Entretanto, Pedro estaba fuera, sentado en el patio. Una criada se le acercó y le dijo: “Tú también estabas con Jesús, el galileo”. Pero él lo negó ante todos, diciendo: “No sé de qué me estás hablando”. Ya se iba hacia el zaguán, cuando lo vio otra criada y dijo a los que estaban ahí: “También ése andaba con Jesús, el nazareno”. Él de nuevo lo negó con juramento: “No conozco a ese hombre”. Poco después se acercaron a Pedro los que estaban ahí y le dijeron: “No cabe duda de que tú también eres de ellos, pues hasta tu modo de hablar te delata”. Entonces él comenzó a echar maldiciones y a jurar que no conocía a aquel hombre. Y en aquel momento cantó el gallo. Entonces se acordó Pedro de que Jesús había dicho: ‘Antes de que cante el gallo, me habrás negado tres veces’. Y saliendo de ahí se soltó a llorar amargamente.

Llegada la mañana, todos los sumos sacerdotes y los ancianos del pueblo celebraron consejo contra Jesús para darle muerte. Después de atarlo, lo llevaron ante el procurador, Poncio Pilato, y se lo entregaron.

Entonces Judas, el que lo había entregado, viendo que Jesús había sido condenado a muerte, devolvió arrepentido las treinta monedas de plata a los sumos sacerdotes y a los ancianos, diciendo: “Pequé, entregando la sangre de un inocente”. Ellos dijeron: “¿Y a nosotros qué nos importa? Allá tú”. Entonces Judas arrojó las monedas de plata en el templo, se fue y se ahorcó.

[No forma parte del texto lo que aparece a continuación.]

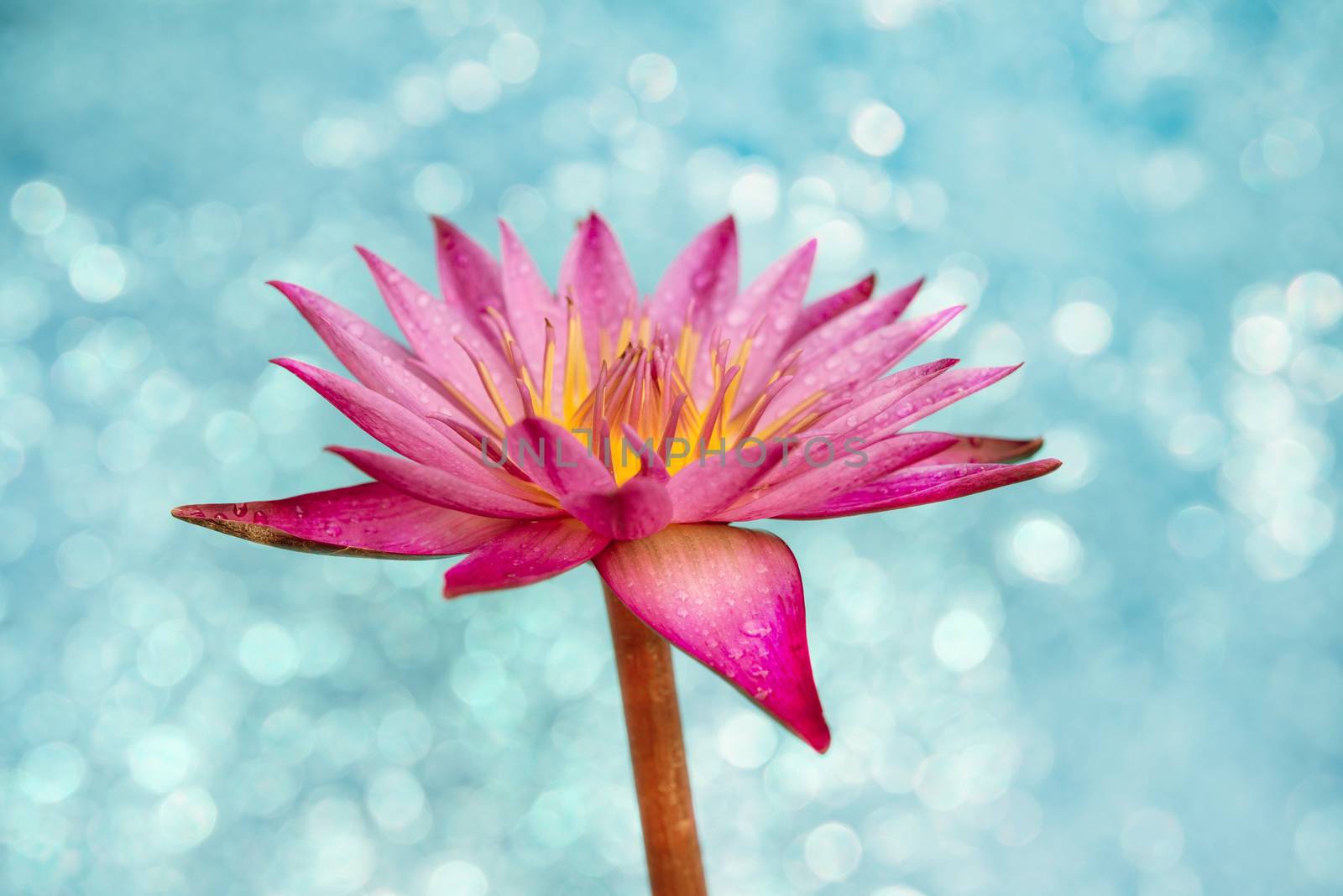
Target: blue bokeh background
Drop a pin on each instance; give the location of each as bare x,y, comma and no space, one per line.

Los sumos sacerdotes tomaron las monedas de plata y dijeron: “No es lícito juntarlas con el dinero de las limosnas, porque son precio de sangre”. Después de deliberar, compraron con ellas el Campo del alfarero, para sepultar ahí a los extranjeros. Por eso aquel campo se llama hasta el día de hoy “Campo de sangre”. Así se cumplió lo que dijo el profeta Jeremías: Tomaron las treinta monedas de plata en que fue tasado aquel a quien pusieron precio algunos hijos de Israel, y las dieron por el Campo del alfarero, según lo que me ordenó el Señor.

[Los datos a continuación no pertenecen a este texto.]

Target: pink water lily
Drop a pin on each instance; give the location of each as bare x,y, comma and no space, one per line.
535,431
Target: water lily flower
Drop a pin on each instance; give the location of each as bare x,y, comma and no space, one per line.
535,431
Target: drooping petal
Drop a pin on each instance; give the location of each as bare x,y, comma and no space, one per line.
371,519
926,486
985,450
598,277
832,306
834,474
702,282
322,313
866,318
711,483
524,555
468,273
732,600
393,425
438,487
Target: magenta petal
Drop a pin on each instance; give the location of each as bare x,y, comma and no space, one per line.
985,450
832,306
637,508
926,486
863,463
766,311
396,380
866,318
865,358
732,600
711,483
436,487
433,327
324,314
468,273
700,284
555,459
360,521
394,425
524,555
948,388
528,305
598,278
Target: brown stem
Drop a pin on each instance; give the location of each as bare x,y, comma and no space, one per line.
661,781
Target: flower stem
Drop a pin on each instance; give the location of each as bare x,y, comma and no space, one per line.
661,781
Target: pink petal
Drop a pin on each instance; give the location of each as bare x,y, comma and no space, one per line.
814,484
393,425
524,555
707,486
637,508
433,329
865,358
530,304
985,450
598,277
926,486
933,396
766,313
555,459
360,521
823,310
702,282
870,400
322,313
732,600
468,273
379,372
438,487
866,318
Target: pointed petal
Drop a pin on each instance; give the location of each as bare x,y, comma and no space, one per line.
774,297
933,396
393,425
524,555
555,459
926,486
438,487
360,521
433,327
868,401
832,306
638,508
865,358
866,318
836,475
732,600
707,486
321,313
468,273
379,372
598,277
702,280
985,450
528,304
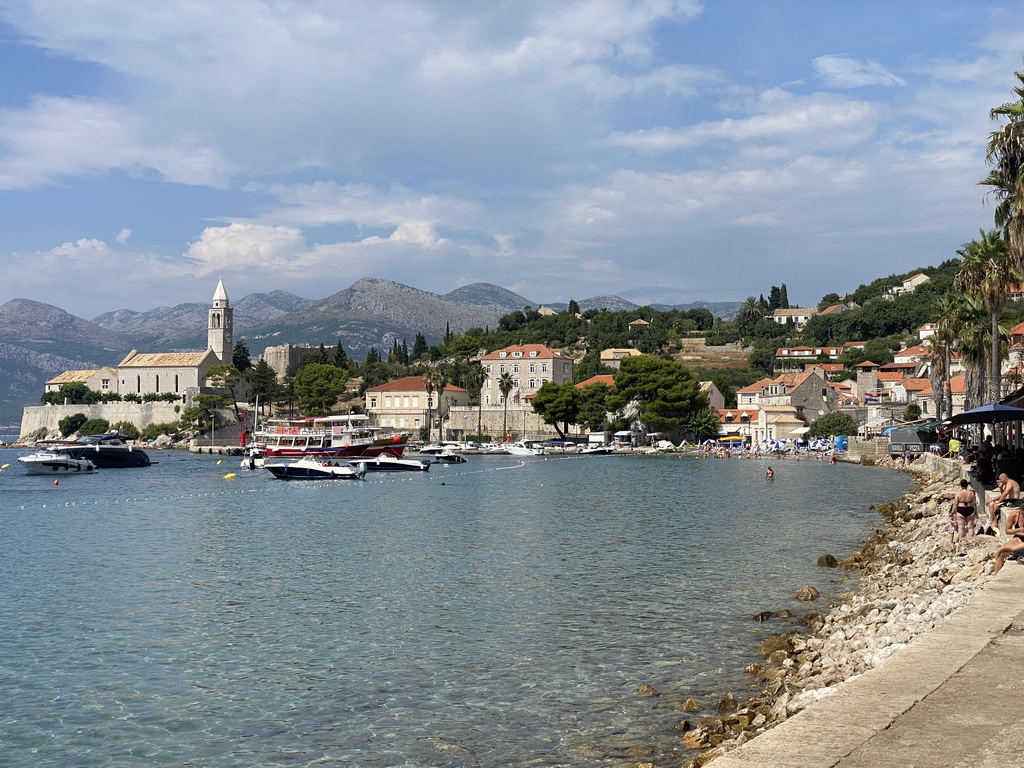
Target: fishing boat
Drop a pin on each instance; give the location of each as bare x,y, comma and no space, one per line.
110,451
347,436
54,463
314,468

Jesús compareció ante el procurador, Poncio Pilato, quien le preguntó: “¿Eres tú el rey de los judíos?” Jesús respondió: “Tú lo has dicho”. Pero nada respondió a las acusaciones que le hacían los sumos sacerdotes y los ancianos. Entonces le dijo Pilato: “¿No oyes todo lo que dicen contra ti?” Pero él nada respondió, hasta el punto de que el procurador se quedó muy extrañado. Con ocasión de la fiesta de la Pascua, el procurador solía conceder a la multitud la libertad del preso que quisieran. Tenían entonces un preso famoso, llamado Barrabás. Dijo, pues, Pilato a los ahí reunidos: “¿A quién quieren que les deje en libertad: a Barrabás o a Jesús, que se dice el Mesías?” Pilato sabía que se lo habían entregado por envidia.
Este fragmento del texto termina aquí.